Attraversando l’estuario del fiume Naf, che per 35 chilometri segna la frontiera tra la Birmania e il Bangladesh, le barche devono scivolare silenziose e leggere. Il fiume si allarga in un braccio di mare che corre lungo il distretto di Cox’s Bazar, in Bangladesh, e lo stato birmano del Rakhine, e le barche di chi scappa si confondono con quelle di chi pesca.

Al di qua del confine, pochi chilometri più a nord, ci sono i campi profughi risorti come funghi dal 9 ottobre scorso, quando nel Rakhine è cominciata una violentissima repressione contro i rohingya, una popolazione molto simile a quella bengalese e omogenea per lingua, tradizioni e religione. Dall’altra parte, in Birmania, c’è l’area di Maungdaw, l’estremo nord del Rakhine, un tempo Arakan. È da qui che si scappa al ritmo di cento, duecento, cinquecento persone al giorno. “Il picco sembra sia stato raggiunto in questi giorni”, dice un funzionario addetto ai campi profughi, “e adesso pare stabilizzato. Ma non sappiamo se è perché l’emergenza è finita, oppure se al di là della frontiera c’è ancora chi aspetta il momento migliore per andarsene”.
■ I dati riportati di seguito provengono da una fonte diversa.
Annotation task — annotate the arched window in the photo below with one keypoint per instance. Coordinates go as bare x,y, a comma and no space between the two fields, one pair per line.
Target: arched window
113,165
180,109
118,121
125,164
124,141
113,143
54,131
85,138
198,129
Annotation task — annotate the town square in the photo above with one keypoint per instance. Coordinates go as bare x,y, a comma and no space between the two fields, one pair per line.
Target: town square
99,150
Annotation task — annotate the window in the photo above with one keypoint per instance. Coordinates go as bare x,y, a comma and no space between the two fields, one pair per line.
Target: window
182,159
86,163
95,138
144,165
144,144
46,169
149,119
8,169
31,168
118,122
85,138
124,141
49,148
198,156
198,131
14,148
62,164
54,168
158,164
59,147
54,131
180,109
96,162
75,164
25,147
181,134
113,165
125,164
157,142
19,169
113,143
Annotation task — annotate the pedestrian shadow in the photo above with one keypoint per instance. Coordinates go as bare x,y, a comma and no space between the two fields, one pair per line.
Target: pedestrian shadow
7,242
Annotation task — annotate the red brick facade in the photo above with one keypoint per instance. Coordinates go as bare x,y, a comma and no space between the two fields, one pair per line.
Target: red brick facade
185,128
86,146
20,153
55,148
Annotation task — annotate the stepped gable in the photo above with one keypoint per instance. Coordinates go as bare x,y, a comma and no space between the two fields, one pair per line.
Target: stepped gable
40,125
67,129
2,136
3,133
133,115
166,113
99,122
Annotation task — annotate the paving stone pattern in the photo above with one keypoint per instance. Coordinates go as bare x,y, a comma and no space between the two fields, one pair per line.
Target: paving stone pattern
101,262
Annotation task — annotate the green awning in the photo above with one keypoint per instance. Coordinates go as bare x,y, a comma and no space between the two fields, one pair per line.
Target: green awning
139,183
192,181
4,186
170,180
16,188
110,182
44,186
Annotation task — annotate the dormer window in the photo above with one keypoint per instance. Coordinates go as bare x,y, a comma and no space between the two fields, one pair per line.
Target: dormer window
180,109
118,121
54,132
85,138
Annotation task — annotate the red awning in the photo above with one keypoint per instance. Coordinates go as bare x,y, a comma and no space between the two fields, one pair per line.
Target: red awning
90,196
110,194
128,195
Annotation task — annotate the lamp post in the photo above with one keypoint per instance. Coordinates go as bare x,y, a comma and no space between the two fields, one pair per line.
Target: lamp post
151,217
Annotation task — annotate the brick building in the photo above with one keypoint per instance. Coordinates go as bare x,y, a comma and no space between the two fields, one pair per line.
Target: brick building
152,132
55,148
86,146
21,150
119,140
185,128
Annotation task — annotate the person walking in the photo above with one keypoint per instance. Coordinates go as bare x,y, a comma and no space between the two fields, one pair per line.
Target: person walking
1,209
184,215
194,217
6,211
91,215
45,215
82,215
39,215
L’emergenza è cominciata dopo l’assalto, in ottobre, a tre posti di frontiera dove sono stati uccisi nove poliziotti birmani. I militari birmani, che accusano dell’assalto gli indipendentisti rohingya, hanno sigillato la frontiera del Rakhine e cominciato una repressione feroce e senza testimoni, se non le loro vittime: incendi, stupri, omicidi, arresti e tortura. Anche alle organizzazioni umanitarie è stato vietato l’accesso sia ai nuovi sfollati, sia a chi già si trova da anni nei campi allestiti nel Rakhine, dopo essere sfuggiti alle persecuzioni cicliche contro questa minoranza ritenuta un corpo estraneo.

Una mano pesante
La voglia di cercare fortuna e speranza oltre confine data da decenni. Ma adesso è un’esigenza. Una scelta obbligata per sfuggire alla mano pesante di un governo che dice di ispirarsi alla compassione buddista. Una mano pesante che, secondo alcuni osservatori, avrebbe anche ragioni economiche, dopo che il governo birmano ha reso disponibili, nell’ovest del paese, più di un milione di ettari di terra utilizzabili per grandi progetti di sviluppo agricolo. Un’operazione di land grabbing che ha messo gli occhi anche sulle aree abitate da chi non ha le carte in regola per dimostrare il possesso della terra. Come la popolazione rohingya.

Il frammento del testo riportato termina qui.